Phoenix Presence performance/scale testing, has anyone done it already?

drogus · September 24, 2021, 1:51pm

Hi,

Last year I’ve been writing a presence system that required capability of handling 500k concurrent clients with a few different features like: being able to subscribe to a user join/left events, track where the user currently is on the site and a few other things. In the team we chose Rust for solving it and because we didn’t have much time we went for an unorthodox design - we knew that Rust is fast enough to handle it without distributing it across multiple nodes, so we went with a “one server” approach. All of the people are connected to the same main server, if it fails, we always have a fallback and switch load balancer there. Reconnecting 500k users lasts about 20-30s, so if the node fails it means a bit of a downtime, but in practice it’s not a big issue - 500k is an upper limit and max on production so far was maybe 150-200k and also the service just works, it practically never goes down (like, there was no runtime exceptions so far). And there is a big advantage in my opinion: the code is extremely simple - it’s basically manipulating hashmaps on three threads, no network, no third party dependencies, no distributed computing problems, nothing. Also we know that this approach can handle at least a million connections, it’s possible that it may be more, we just didn’t test it that far. The obvious problem is that the system should definitely be distributed at some point, especially for much higher scale and the thundering herd problem.

I wrote about this to give context of where I’m coming from. And in particular I’m interested into how easy or hard it might be to scale Phoenix Presence to handle millions of connections to not have to write a distributed algorithm myself.

Recently I’ve read about Phoenix’s presence system and I started wondering if there was any performance/scale testing of the feature? I remember reading about reaching 2 million websocket connections using Phoenix channels, but channels are quite a bit simpler and don’t require syncing between nodes. As far as I understand the Presence feature uses CRDTs to sync state between servers, ie. if you have N nodes, the state will be synced between all of them. This is an interesting design but I think there is a certain disadvantage to it. As each of the nodes need to eventually keep the entire state, adding new nodes will not make processing data on a single node faster, it will just distribute connections across more nodes.

A while ago I remember reading about how Discord stumbled upon a performance problem with immutable data structures in a similar scenario. Does Phoenix uses traditional immutable data structures?

And then, has anyone scale tested the Presence feature like channels were tested a few years ago? Hopefully with million+ connections and at least a few nodes. I’m really curious about the results.

sb8244 · September 24, 2021, 5:56pm

I did a bit of testing when I was writing PushEx. We didn’t have the need for 500k clients, but in the high 10s of thousands.

A few recommendations based on that:

Presence ran into issues when I had large topics (500+ clients).

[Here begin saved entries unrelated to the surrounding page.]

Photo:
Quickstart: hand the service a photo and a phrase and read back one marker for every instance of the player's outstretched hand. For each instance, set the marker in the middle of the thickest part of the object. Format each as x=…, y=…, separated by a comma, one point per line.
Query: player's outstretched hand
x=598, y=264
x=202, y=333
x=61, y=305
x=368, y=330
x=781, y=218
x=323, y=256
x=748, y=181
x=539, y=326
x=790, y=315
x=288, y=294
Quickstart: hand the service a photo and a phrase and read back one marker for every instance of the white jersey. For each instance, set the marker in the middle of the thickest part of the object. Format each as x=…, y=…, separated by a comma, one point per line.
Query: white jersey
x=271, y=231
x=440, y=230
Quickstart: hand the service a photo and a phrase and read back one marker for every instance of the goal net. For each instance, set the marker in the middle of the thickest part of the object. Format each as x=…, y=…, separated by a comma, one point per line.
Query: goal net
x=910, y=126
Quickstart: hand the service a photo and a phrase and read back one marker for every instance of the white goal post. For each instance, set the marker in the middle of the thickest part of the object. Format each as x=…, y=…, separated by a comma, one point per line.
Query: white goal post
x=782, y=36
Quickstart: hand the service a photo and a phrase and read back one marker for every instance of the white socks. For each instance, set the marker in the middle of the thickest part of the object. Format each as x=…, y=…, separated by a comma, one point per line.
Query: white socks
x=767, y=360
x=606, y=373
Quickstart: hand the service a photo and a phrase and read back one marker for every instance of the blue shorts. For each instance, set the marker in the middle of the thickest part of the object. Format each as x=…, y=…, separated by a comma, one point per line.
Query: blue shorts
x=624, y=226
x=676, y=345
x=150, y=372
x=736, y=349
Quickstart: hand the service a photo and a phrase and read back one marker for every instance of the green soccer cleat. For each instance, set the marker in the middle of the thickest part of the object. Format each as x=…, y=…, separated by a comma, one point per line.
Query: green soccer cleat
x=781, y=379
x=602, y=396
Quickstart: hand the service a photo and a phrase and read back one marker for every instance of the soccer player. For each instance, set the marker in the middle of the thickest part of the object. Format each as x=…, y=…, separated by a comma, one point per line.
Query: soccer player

It would time-out on the track call. I was able to switch to Tracker and get it a bit higher (maybe 1000-2000 clients). Ultimately, I decided to remove tracking large topics and just assumed they had connected clients. It depends on your use case
Use Tracker if you don’t need to broadcast the diff to every client. You will get better performance because you’re doing less work. You can still send out the diffs manually as needed.
Tracker was generally well-behaved for smaller topics (< 50 clients). So the performance characteristics are going to vary wildly based on your topic configuration

chrismccord · September 24, 2021, 7:52pm

Folks are running 100-200k concurrent presences in production, but beyond that you will likely go CPU bound on CRDT merges. There is a large optimization we can make here where we don’t have to observe removes, but I haven’t had the time to prioritize the work. Hope that helps!